Note: to an astute observer, the results from the above table don't look very accurate. In particular the totals for the main function seem questionable. This is due to event multiplexing (explained more below), and for best results you should not profile multiple regions simultaneously. In the table above, you can see that it's likely that profiling for main was disabled while sum was running.

Groups

The CPU has a fixed number of performance counters. If you try recording more events than there are counters, "multiplexing" will be performed to estimate the totals for all the events. For example, if we record 6 events on the sum benchmark, the instruction count becomes less stable. This is because the number of events now exceeds the number of hardware registers for counting, and multiplexing occurs. To ensure that certain events are always counted together, you can put them all in a group with the -g option. The -g option has the same syntax as the -e option, but may be specified multiple times (for multiple groups).

Notes and caveats

  • Tip: enable verbose mode with the -V flag when you are not seeing the expected result.
  • Many CPUs expose additional/non-standardized raw perf events. Perforator does not currently support those events.
  • Perforator has only limited support for multithreaded programs. It supports profiling programs with multiple threads as long as it is the case that each profiled region is only run by one thread (ever). In addition, the beginning and end of a region must be run by the same thread.
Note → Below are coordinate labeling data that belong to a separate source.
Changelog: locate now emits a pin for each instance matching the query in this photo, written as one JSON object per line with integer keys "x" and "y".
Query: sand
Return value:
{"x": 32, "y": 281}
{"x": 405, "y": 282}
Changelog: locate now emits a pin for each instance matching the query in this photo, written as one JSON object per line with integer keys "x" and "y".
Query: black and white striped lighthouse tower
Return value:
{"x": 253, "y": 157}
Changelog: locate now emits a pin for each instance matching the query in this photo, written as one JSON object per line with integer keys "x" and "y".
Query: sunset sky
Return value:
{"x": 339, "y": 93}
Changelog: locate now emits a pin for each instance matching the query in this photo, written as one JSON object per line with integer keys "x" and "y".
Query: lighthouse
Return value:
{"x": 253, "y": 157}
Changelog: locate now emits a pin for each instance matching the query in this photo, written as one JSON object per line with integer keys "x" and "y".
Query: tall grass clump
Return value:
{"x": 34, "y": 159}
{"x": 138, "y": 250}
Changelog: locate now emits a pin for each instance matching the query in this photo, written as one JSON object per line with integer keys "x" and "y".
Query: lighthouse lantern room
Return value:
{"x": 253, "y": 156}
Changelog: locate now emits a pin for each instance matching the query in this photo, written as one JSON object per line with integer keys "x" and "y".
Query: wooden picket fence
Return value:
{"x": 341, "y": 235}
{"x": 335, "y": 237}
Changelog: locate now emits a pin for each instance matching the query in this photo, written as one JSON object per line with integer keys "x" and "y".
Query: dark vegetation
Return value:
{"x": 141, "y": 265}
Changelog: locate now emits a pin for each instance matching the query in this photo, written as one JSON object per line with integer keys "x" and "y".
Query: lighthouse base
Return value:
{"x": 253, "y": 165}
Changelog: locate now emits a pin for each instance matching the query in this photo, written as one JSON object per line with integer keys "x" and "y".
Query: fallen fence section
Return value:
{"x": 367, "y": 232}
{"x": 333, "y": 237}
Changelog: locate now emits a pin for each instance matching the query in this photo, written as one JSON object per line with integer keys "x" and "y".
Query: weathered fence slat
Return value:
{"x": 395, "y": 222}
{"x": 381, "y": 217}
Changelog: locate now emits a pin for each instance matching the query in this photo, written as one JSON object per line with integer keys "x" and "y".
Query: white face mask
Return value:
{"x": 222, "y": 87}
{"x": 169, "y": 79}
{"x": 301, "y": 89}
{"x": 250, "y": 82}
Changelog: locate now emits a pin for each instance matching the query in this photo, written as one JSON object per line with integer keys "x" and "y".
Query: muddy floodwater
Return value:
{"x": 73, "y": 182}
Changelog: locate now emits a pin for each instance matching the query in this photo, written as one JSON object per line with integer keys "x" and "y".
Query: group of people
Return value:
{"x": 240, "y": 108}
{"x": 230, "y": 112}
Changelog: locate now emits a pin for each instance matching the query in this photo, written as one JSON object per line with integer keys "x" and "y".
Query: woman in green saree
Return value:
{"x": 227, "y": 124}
This means if you are benchmarking Go you should call runtime.LockOSThread in your benchmark to prevent a goroutine migration while profiling.
  • A region is either active or inactive, it cannot be active multiple times at once. This means for recursive functions only the first invocation of the function is tracked.
  • Be careful of multiplexing, which occurs when you are trying to record more events than there are hardware counter registers. In particular, if you profile a function inside of another function being profiled, this will likely result in multiplexing and possibly incorrect counts. Perforator will automatically attempt to scale counts when multiplexing occurs. To see if this has happened, use the -V flag, which will print information when multiplexing is detected.
  • Be careful if your target functions are being inlined. Perforator will automatically attempt to read DWARF information to determine the inline sites for target functions but it's a good idea to double check if you are seeing weird results. Use the -V flag to see where Perforator thinks the inline site is.

How it works

Perforator uses ptrace to trace the target program and enable profiling for certain parts of the target program. Perforator places the 0xCC "interrupt" instruction at the beginning of the profiled function which allows it to regain control when the function is executed. At that point, Perforator will place the original code back (whatever was initially overwritten by the interrupt byte), determine the return address by reading the top of the stack, and place an interrupt byte at that address. Then Perforator will enable profiling and resume the target process. When the next interrupt happens, the target will have reached the return address and Perforator can stop profiling, remove the interrupt, and place a new interrupt back at the start of the function.